I was once a sucker for skill and technique, with one too many ideas about how art *should be* drilled into my head in school, now transformed to what I like to call a “do whatever” artist.
“Never draw from your imagination” was something that was used to scold me previously by classical-conforming art teachers stuck in the renaissance period; It had slightly put me off along with criticism from a (in retrospect) jealous and projecting ex-boyfriend who was insecure about his own creative work, (I’ll leave those horror stories for the campfire), but back then I put it down to depression and creative block. A lazy escape from dealing with my pent-up anxiety of being valued as an artist.
One day a couple of months ago, I had sort of an epiphany after being attacked by some very aggressive women in a scummy London night club.
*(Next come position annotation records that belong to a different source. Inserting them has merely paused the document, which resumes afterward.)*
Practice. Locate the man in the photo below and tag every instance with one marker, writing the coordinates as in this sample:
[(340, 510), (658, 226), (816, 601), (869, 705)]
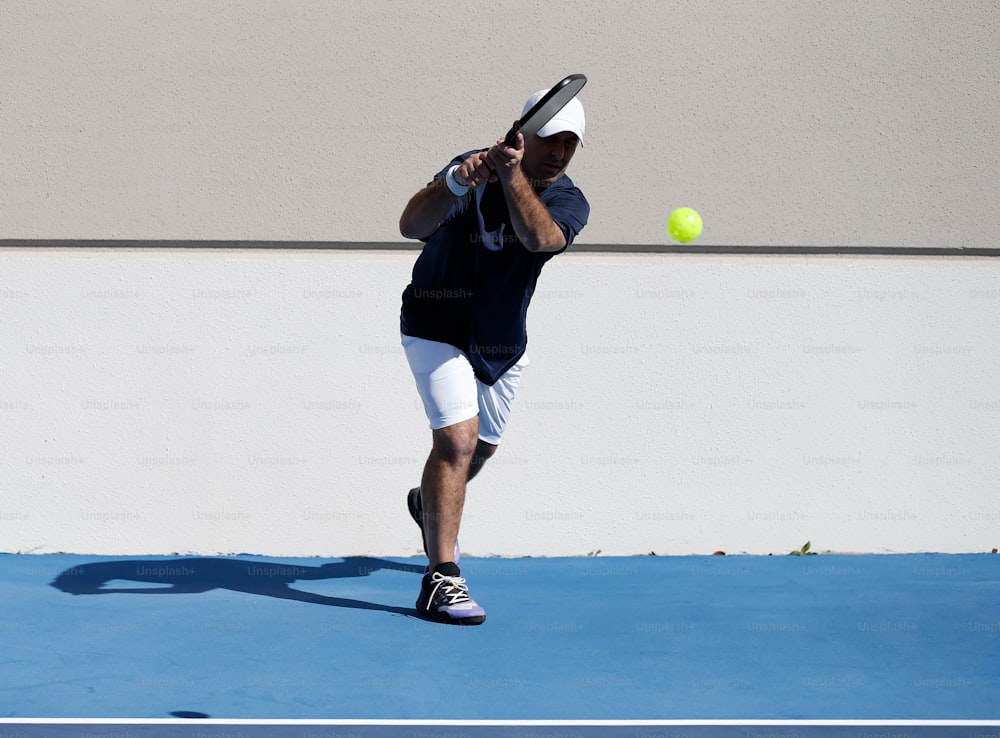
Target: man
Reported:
[(490, 220)]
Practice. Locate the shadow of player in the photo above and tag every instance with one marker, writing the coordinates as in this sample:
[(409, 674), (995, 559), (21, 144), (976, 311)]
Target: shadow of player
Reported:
[(195, 575)]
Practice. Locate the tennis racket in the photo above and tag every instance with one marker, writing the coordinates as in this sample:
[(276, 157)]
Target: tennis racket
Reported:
[(545, 109)]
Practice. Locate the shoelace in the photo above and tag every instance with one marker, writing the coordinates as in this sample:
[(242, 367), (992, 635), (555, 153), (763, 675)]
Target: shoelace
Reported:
[(454, 588)]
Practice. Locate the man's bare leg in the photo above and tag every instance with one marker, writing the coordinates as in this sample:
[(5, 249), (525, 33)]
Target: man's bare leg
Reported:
[(442, 487)]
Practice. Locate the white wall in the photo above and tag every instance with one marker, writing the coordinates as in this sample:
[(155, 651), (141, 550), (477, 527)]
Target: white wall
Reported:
[(784, 122), (220, 401), (216, 402)]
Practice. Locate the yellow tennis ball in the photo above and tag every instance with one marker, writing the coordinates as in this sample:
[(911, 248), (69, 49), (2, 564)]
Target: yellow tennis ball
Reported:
[(684, 225)]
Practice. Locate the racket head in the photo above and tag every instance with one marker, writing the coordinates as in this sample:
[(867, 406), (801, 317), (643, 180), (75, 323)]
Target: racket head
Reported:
[(546, 108)]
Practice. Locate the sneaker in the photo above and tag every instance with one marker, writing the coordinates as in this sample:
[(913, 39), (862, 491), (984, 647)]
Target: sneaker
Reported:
[(444, 597), (417, 513)]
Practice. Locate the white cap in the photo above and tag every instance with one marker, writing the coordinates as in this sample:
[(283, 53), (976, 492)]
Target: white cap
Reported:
[(570, 118)]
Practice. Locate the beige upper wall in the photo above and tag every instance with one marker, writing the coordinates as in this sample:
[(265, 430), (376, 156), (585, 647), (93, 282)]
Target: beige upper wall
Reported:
[(784, 123)]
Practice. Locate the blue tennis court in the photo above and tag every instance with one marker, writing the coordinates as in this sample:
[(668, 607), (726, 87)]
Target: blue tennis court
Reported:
[(827, 645)]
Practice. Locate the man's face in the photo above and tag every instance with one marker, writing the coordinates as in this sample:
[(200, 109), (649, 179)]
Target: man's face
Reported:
[(545, 159)]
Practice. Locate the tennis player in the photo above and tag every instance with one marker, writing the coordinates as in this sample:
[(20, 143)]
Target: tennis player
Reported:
[(489, 220)]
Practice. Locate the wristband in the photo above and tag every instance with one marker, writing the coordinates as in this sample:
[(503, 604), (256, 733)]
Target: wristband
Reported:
[(453, 185)]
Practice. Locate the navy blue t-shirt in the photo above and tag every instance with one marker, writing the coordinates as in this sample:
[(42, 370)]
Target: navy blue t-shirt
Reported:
[(474, 279)]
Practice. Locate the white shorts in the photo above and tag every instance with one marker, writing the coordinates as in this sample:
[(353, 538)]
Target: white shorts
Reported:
[(451, 393)]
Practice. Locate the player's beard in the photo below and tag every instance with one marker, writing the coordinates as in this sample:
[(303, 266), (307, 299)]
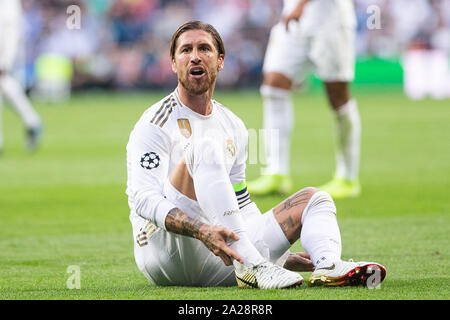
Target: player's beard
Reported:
[(198, 86)]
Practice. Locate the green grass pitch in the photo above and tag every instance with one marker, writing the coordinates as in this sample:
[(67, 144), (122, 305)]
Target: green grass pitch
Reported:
[(66, 205)]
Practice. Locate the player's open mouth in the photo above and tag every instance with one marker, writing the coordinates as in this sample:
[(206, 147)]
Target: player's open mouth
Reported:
[(196, 72)]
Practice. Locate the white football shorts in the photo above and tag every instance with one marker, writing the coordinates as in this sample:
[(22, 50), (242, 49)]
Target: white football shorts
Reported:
[(328, 52), (169, 259)]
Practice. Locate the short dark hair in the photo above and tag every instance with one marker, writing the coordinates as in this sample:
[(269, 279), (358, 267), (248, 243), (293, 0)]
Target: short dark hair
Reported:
[(197, 25)]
After a night in the ER with head injuries I sort of snapped, booked a holiday to Japan (with money I didn’t really have) and started thinking about ways I could make myself happy and whole. I think I just decided I didn’t really like the way I had been treated previously by people and I was going to start making my own rules about how to go about doing things. I went to the local budget art and craft store and bought armfuls of tubes of acrylic paint and some big bargain canvases and sat myself down in my garden to vent.
After the first painting I felt good. After the second I felt like I was on to something. Each painting so far has been mostly, if not completely unplanned, I just sort of channel whatever I’m feeling into strokes and colours and then it all sort of comes together. No training, no technique, no rights and wrongs. And because of this, when someone criticises my work (as people will when you share on any public forum, but more so if you live in a dead-end town with a lot of bitter people who don’t really want to be there) I don’t feel down about it. I don’t think “I’m doing everything I’ve been asked and I’ve tried so hard, it’s still no good.”
I feel good enough from the process that the end result is up to interpretation, and if people are unimpressed that’s fine, and I maybe feel a little sad for them for not fully knowing the freedom and beauty of creating without constraints.
Some of my graphite portraiture sketches from the past year.
I started drawing portraits and characters from a young age, Over the past few years I have begun developing a style that focuses greatly on detail, and has a running floral theme also. This style has mainly developed from drawing the things, people and styles that I like. The process of drawing curly hair and repeated floral patterns are very relaxing to me personally, which is nice because I have a tendency to get very frustrated with my own abilities as an artist. I find that building up from small details allows me a sense of control over my work that I don’t find in working the other way around and adding the detail last.